La moda Biagiotti è sempre stata amica della donna. Cosa ha aggiunto Lavinia al brand?
«Considero un grande privilegio essere stata il braccio destro per vent’anni di mia madre. Lei ripeteva “mia figlia e io siamo intercambiabili” tanto che dal Duemila non si capisce quale sia una mia idea e quale di Laura. Quante volte penso “un capo così come l’avrebbe immaginato mia madre?”. Cerco di tenere il suo atteggiamento anche molto sereno nei confronti della moda e della donna».
Serena, mai superficiale.
«Da lei ho mutuato la grande ricerca nei tessuti, l’innovazione nelle lavorazioni. E la sostenibilità. Non abiti che dopo sei mesi diventano, non solo fuori moda, ma anche meno belli da indossare, perché la moda Biagiotti mette lo straordinario nel quotidiano e lo fa durare nel tempo. Laura Biagiotti è sogno, leggerezza, femminilità e fedeltà a sé, non dover per forza cambiare pelle».
I pezzi Laura Biagiotti del suo cuore?
«L’abito bambola e il cashmere. Il primo lo inventò nel ‘78 quando era incinta di me. Ampio con le balze, ma non premaman. Lei voleva lavorare con il suo pancione, indossando qualcosa di femminile. L’abito bambola c’è sempre, declinato in modi diversi. E poi la maglieria, il cashmere che avvolge come un abbraccio».
Tra i personaggi che ha amato vestire?
«Pat e Anna Cleveland, un’altra coppia di madre e figlia. Pat la chiamai anche quando cui scomparve mia madre e la sua passerella danzante mi fece ritrovare il sorriso».
Roma, Milano. Nel futuro?
«A Roma mia madre ha voluto sempre vivere e lavorare. Roma è ispirazione. Milano per me è la città d’adozione, è un luogo in cui ho gli amici e gli interessi di lavoro. Il terzo luogo del cuore è Venezia.
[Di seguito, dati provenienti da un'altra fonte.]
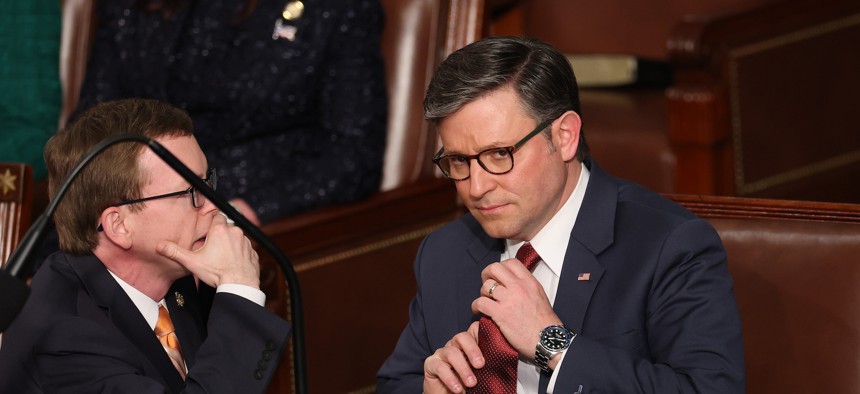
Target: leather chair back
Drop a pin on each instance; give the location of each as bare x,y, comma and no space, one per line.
418,35
16,195
795,268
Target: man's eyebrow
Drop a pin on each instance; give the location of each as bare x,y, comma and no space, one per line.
492,145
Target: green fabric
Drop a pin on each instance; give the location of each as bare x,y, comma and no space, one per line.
29,79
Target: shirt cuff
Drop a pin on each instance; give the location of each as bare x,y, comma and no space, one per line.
551,385
249,293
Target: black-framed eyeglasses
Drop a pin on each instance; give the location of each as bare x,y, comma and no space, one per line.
197,199
496,161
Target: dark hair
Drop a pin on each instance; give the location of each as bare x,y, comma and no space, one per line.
112,176
539,74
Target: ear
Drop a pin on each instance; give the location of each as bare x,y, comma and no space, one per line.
114,227
569,127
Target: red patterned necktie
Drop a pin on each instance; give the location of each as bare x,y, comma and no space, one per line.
499,374
167,336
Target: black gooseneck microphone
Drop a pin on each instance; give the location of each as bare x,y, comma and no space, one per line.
37,231
14,295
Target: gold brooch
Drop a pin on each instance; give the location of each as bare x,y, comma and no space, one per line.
292,11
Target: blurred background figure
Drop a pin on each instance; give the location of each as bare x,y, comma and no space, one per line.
287,97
Non è nei progetti, è il sogno. Ma sognare nella moda è fondamentale».
Qual è il più importante insegnamento di sue madre?
«Ripartire ogni giorno da un foglio bianco. Se ieri è stata una giornata difficile, oggi il foglio bianco fa ricominciare con energia. Milano per me è la città del foglio bianco, è la città in cui si ricomincia».